NICER observations of the new outburst of V4641 Sgr
ATel #13443; D. Altamirano (University of Southampton), Zaven Arzoumanian, Keith Gendreau, Peter Bult, Tod E. Strohmayer (NASA/GSFC), Jeroen Homan (Eureka Scientific & SRON)
on 4 Feb 2020; 10:28 UT
Distributed as an Instant Email Notice Transients
Credential Certification: Diego Altamirano (d.altamirano@soton.ac.uk)
Subjects: X-ray, Binary, Black Hole, Transient
V4641 Sgr (also known as SAX J1819.3-2525) is a black-hole X-ray binary with a dynamically confirmed black hole mass of 6.4 ± 0.4 M_sun, and a companion mass of 2.9 ± 0.4 M_sun. The binary has an orbital period of 2.8 d and is at a distance of ~6.2 kpc (Orosz et al. 2001, ApJ, 555, 489; MacDonald et al. 2014, ApJ, 784, 2). V4641 Sgr outbursts evolve differently from the typical BH-XRB outburst, and it has been suggested that the phenomenology observed is very similar to that seen from the BH-XRB V404 Cyg (e.g., Muñoz-Darias et al. 2018, MNRAS, 479, 3987).
Recently, Shaw et al. (2020; ATel #
13431) and Imazoto et al. (2020; ATel #
13437) reported on a new outburst of V4641 Sgr. In particular, Shaw et al. reported that MAXI has detected the outburst since early January 2020, and that given visibility constraints the outburst of V4641 Sgr probably started in December 2019. Shaw et al. (2020) also reported on a short NuSTAR DDT observation performed on 2020 January 22. This observation revealed a disk-dominated X-ray spectrum (kTin=1.33 ± 0.01 keV), indicating that the source is probably in a spectrally soft accretion state. These authors estimate the unabsorbed 2-10 keV flux to be ~8E-10 erg cm-2 s-1.
Triggered by ATel #
13431, NICER performed two ~300 s observations on 2020 January 31, at 18:54 and 20:25 UT. We detect V4641 Sgr at an average of 550 cts/s (0.3-12 keV). A power-spectral analysis revealed no significant power; however, we note that we are limited in sensitivity due to the shortness of the observation.

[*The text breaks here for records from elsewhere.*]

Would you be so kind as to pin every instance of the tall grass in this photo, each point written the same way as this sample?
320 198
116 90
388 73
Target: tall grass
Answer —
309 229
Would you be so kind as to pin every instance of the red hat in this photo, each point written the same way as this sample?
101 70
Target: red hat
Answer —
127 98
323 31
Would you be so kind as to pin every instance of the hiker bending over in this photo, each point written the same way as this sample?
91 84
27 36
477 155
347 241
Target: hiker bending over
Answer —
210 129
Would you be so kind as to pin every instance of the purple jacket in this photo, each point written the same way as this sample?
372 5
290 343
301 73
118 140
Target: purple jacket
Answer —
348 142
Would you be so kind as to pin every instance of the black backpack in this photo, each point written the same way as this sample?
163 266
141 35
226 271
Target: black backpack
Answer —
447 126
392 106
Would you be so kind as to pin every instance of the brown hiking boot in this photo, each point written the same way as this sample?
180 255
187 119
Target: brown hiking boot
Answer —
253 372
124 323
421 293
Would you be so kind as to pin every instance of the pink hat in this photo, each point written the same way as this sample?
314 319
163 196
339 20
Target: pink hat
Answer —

While V4641 Sgr was within 45 degrees of the Sun and formally inaccessible because of NICER's Sun-avoidance constraint, there were brief periods of time during which the shadow of the Earth (i.e., orbit night, just before sunrise) afforded NICER short glimpses. The 1-10 keV NICER 300 s averaged spectrum is satisfactorily modelled with an absorbed disk black-body component at kTin=1.48 ± 0.02 keV. We find clear residuals in the form of emission lines at ~6.8 and ~8 keV. The 1-10 keV unabsorbed flux was 1.5e-9 erg cm-2 s-1 (and 1.1e-9 erg cm-2 s-1 in the 2-10 keV range). Our best fit parameters are consistent with those of ATel #
13431, however, at a factor of ~1.4 higher flux in the 2-10 keV range.
NICER will make additional short snapshot observations until V4641 Sgr comes out of the NICER Sun constraint on February 9th, and longer observations will be planned after that.
NICER is a 0.2-12 keV X-ray telescope operating on the International Space Station. The NICER mission and portions of the NICER science team activities are funded by NASA.